Python anonymous classes

This post is as much to remind me of how to do this as anything else.

I sometimes find myself wanting anonymous classes; essentially, I want to be able to have objects which are just bags of properties. Clearly you can get most of this behaviour from a dictionary:

anon_object_0 = {}

and then assign properties as dictionary entries:

anon_object_0['property'] = 1

But, in my head at least, there is a difference in intent when manipulating a dictionary, and when manipulating an object with properties, and sometimes I want to explicitly be using an object, with property-accessor syntax.

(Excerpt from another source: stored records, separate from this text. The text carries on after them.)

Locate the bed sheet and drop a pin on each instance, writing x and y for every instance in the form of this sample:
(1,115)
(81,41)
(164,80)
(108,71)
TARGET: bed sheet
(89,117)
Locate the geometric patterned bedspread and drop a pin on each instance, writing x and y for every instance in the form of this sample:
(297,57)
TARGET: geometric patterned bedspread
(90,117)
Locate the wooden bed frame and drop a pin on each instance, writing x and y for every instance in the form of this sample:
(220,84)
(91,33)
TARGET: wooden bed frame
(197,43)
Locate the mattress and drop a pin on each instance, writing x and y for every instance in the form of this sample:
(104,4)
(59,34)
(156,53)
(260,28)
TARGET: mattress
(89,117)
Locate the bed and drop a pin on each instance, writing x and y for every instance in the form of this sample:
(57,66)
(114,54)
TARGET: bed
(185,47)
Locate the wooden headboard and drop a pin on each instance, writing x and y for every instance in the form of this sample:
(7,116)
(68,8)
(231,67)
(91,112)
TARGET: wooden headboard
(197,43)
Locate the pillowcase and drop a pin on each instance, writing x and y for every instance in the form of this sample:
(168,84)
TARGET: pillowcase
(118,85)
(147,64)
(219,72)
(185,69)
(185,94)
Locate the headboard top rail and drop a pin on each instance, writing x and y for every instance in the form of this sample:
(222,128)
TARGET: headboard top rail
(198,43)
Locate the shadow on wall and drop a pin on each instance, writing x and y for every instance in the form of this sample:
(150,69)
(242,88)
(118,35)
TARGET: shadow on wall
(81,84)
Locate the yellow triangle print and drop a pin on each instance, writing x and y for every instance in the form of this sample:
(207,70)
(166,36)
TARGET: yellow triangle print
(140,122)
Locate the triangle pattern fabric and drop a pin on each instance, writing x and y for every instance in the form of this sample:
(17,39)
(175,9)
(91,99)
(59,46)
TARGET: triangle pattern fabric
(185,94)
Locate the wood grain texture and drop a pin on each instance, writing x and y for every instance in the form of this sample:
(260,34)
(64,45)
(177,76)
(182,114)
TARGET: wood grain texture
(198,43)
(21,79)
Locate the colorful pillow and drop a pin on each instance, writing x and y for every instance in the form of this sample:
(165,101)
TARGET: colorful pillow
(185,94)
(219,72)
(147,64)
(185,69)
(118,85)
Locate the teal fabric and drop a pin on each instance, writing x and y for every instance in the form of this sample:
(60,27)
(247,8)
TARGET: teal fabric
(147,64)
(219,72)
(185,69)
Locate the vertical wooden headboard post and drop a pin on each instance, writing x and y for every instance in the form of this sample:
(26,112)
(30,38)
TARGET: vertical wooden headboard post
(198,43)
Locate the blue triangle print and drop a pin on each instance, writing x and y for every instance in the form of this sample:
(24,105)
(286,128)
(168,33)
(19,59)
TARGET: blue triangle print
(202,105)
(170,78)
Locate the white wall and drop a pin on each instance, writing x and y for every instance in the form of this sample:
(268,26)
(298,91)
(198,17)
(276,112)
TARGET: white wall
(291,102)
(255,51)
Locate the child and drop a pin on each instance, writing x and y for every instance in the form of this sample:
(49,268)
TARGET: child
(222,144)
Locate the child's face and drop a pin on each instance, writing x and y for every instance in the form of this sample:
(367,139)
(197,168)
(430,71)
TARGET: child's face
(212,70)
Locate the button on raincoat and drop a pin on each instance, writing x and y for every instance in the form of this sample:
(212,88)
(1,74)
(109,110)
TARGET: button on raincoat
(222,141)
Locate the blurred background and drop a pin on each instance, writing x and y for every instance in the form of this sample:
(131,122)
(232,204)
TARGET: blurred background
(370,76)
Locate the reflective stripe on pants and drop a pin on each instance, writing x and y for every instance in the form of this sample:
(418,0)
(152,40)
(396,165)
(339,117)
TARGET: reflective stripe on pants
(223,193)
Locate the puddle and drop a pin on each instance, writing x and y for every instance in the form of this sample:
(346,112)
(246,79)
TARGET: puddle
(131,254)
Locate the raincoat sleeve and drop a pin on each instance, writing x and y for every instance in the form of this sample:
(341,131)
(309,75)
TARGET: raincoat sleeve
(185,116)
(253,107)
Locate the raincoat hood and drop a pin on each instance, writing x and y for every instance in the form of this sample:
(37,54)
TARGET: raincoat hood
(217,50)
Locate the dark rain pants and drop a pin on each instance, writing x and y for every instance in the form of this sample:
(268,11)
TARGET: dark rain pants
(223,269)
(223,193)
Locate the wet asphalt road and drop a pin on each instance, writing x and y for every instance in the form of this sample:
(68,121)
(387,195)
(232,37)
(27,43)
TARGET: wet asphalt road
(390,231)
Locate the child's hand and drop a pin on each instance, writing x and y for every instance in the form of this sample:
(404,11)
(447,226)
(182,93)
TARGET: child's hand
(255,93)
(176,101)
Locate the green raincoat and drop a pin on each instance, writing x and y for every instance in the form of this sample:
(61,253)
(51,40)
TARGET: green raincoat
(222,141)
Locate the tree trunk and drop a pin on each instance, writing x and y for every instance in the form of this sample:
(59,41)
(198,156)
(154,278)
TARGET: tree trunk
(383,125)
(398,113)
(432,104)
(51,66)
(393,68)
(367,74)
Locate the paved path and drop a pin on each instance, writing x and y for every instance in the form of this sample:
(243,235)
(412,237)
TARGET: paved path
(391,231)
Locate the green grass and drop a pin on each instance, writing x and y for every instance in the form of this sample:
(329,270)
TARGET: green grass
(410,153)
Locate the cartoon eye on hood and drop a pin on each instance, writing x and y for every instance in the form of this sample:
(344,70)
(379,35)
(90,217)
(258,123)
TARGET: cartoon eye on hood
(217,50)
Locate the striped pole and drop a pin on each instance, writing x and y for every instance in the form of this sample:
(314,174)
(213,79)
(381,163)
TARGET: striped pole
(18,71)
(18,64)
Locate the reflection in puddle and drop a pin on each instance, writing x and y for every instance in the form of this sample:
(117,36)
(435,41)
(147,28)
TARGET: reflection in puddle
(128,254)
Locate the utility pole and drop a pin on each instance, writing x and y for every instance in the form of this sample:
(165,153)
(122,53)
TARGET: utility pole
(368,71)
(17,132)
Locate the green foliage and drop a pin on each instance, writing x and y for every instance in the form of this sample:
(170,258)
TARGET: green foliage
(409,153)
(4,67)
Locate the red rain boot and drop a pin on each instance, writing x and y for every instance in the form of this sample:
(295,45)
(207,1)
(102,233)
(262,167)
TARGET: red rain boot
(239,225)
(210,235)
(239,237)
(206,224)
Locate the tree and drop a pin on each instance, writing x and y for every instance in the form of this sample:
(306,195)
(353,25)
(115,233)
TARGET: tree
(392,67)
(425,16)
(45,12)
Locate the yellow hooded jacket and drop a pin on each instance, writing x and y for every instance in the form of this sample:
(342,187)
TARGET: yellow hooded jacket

It's also useful to be able to generate things that behave like objects, for driving interfaces which expect objects of a certain type; that is, "mock objects", thought that term means different things to different people. (and there are Python libraries for those already). That use case is most often seen in testing, but I've needed it in production code occasionally.

So usually, when I want anonymous objects, I want to be able to set them up trivially; I don't want to pull in a library, nor do I want a lengthy definition - one line is verging on too much already.

There's basically two ways to create useful anonymous classes in Python.

The obvious way is just:

class Anonymous(object): pass

Thereafter you can do:

anon_object_1 = Anonymous()
anon_object_1.property = 1

My preferred way takes advantage of the python type constructor; this creates an anonymous class:

type("", (), {})

and this, of course, creates an instance:

anon_object_2 = type("", (), {})()

which I prefer to the first. Firstly, it genuinely is a one-liner to define an anonymous object, I don't have to worry about the anonymous class per se; and secondly, for the relatively unimportant reason that

>>> anon_object_1
<__main__.Anonymous object at 0x6f8b0>
>>> type(anon_object_1)
<class '__main__.Anonymous'>

>>> anon_object_2
<__main__. object at 0x6f8f0>
>>> type(anon_object_2)
<class '__main__.'>

The first contains a reference to the name of its defining class, so is not exactly anonymous; and it's invaded your namespace a little. Largely in an unimportant way, since you can re-use that part of your namespace easily enough, but this is true:

>>> 'Anonymous' in globals()
True

where it wasn't before.

An interesting variation of the first way can be seen in Peter Norvig's Python Infrequently Asked Questions - he has a "Struct" class, which has a series of useful methods which help with initialization and update of arbitrary properties.